European leaders were scheduled to discuss how to combat aggressive tax avoidance by major companies such as Amazon, Google and Apple at a summit on Wednesday, and cut an estimated €1 trillion a year that the EU is losing to tax evasion or avoidance.
The four-hour summit was originally called to discuss energy policy, but investigations in Britain, France and the US exposing how little tax major international companies such as Amazon and Google have been paying by carefully structuring their European operations has forced the issue to the top of the agenda.

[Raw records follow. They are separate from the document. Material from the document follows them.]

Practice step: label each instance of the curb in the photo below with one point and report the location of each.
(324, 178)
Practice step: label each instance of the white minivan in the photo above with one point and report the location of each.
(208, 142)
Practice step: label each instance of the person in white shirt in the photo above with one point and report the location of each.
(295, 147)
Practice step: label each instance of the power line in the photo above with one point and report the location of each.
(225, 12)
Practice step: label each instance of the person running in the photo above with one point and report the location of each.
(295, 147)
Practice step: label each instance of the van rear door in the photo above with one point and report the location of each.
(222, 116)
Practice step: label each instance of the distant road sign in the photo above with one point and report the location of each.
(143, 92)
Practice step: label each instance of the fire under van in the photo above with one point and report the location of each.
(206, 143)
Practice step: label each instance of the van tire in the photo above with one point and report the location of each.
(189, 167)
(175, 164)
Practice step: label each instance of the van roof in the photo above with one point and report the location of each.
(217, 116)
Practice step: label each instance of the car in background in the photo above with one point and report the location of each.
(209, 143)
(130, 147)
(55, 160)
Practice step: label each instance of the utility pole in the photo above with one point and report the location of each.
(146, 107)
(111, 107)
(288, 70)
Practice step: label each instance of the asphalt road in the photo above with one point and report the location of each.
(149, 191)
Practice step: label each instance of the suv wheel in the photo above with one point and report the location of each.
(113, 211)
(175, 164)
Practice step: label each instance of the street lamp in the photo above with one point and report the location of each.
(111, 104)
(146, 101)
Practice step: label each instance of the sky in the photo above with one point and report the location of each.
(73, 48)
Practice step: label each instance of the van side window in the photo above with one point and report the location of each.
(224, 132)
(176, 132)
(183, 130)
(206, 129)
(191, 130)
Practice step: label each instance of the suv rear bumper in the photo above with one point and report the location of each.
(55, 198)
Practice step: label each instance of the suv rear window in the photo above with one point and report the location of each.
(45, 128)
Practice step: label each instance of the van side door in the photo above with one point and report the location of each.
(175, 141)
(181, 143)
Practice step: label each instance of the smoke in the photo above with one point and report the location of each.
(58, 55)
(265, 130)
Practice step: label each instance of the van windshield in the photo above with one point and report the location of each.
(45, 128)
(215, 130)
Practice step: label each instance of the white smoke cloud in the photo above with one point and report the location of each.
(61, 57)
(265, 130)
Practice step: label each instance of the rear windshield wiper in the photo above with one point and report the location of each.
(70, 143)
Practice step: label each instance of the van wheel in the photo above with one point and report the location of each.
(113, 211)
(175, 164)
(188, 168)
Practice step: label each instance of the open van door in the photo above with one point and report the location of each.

“We have got to make sure as we set those tax rates that companies pay taxes, and that means international collaboration, the sharing of tax information,” said British Prime Minister David Cameron as he arrived at the summit.
Cameron has put tax policy on the agenda of the G8 meeting taking place next month in Ireland.
It may be recalled that British telecom major Vodafone has been in the news for routing its investment in Hutchison Essar in India through Mauritius, avoiding payment of as much as Rs. 11,200 crore in taxes. India is in the process of reworking its laws to bring such transactions under the tax ambit.
A US investigation revealed on Monday that Apple had paid just 2% tax on $74 billion in overseas income, largely by exploiting a loophole in Ireland’s tax code.
That followed reports that the British unit of Amazon paid just $3.7 million tax on 2012 sales of $6.5 billion, and similar revelations concerning the UK operations of Google and Starbucks.
“A lot of these revenues are not getting taxed,” said a French diplomat briefing reporters ahead of the summit. “We need to find a way of bringing home the tax on these activities.”